The four-time Cup champion sang a different tune at Dover this weekend, wondering aloud if the 2.5-mile track in Long Pond, Pa., is worthy of hosting two races per season on NASCAR's top circuit.
Although he vowed his affection for Pocono Raceway's owners, Joe and Rose Mattioli, Gordon said the "racetrack is outdated [and] needs a ton of upgrades. . . . I'm shocked that they've had two races as long as they have, and I'll be surprised if that stays that way for the future."
The Pocono 500 is next Sunday.
Despite the Mattiolis' repeated denials that their track is for sale, Gordon's remarks fueled the rumor mill in the wake of Kentucky Speedway's sale to Speedway Motorsports Inc.
SMI chief Bruton Smith has expressed interest in bringing a Sprint Cup Series event to Kentucky, but to do so he would have to acquire another track and then move the race date to his new facility.
Gordon was cheered by employees at DuPont's headquarters in Wilmington on Thursday, when company officials announced a two-year extension to remain the primary sponsor of his Hendrick Motorsports car.
His reception does not figure to be nearly as warm at Pocono. According to NASCAR spokesman Brad Klein, Pennsylvania is considered a hotbed for racing and Philadelphia is the No. 4 market for Sprint Cup telecasts.

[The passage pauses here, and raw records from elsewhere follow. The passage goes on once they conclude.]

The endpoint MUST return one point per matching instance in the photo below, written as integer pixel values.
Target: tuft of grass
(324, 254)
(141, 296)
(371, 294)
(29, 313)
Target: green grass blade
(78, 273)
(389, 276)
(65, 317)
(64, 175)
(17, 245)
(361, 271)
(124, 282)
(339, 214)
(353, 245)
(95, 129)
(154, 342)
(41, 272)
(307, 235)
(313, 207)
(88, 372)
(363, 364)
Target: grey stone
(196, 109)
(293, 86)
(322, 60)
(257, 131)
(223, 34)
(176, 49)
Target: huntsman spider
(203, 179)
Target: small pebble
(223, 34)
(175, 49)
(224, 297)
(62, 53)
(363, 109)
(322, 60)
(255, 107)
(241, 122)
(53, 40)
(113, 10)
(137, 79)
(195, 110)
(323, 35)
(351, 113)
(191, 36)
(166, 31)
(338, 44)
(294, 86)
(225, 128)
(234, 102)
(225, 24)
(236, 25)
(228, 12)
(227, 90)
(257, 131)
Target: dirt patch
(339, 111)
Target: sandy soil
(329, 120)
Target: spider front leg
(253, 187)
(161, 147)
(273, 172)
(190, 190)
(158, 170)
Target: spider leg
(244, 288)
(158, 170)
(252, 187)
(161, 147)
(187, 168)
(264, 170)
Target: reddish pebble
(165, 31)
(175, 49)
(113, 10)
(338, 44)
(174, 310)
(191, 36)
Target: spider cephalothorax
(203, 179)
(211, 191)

Delayed at the start for more than three hours by thunderstorms, yesterday's Heluva Good! 200 went green at 6:13 p.m. and sent the 43-car Nationwide Series field into a race against fading daylight.

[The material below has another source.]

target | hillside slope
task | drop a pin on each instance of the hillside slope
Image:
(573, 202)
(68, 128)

But given the way that Denny Hamlin has raced over his last three visits to Dover International Speedway, he may have been able to navigate the concrete one-mile oval in the dark.
Hamlin led for 131 of the 200 laps to breeze to the checkered flag in the No. 18 Joe Gibbs Racing Toyota.

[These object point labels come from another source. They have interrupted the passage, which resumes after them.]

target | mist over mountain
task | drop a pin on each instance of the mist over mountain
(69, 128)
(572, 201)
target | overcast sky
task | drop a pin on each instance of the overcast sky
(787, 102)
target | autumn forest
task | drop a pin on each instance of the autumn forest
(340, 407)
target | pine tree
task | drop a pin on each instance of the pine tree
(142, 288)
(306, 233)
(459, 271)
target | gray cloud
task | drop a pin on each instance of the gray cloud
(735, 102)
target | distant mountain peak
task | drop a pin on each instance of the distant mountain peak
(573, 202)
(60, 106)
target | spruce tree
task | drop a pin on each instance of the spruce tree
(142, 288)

Joey Logano, who turned 18 a week ago - reaching the minimum age to compete in any of NASCAR's top three series - came home sixth in the No. 20 JGR Camry. It was his Nationwide Series debut.
"The team did a great job, but a sixth-place finish ain't much in my book," Logano said.
The biggest disappointment, though, was felt by Kyle Busch.
After putting all but 18 cars at least one lap down midway through the race, Busch's No. 32 Toyota suffered heavy damage in a pit-road fender-bender with Brad Keselowski.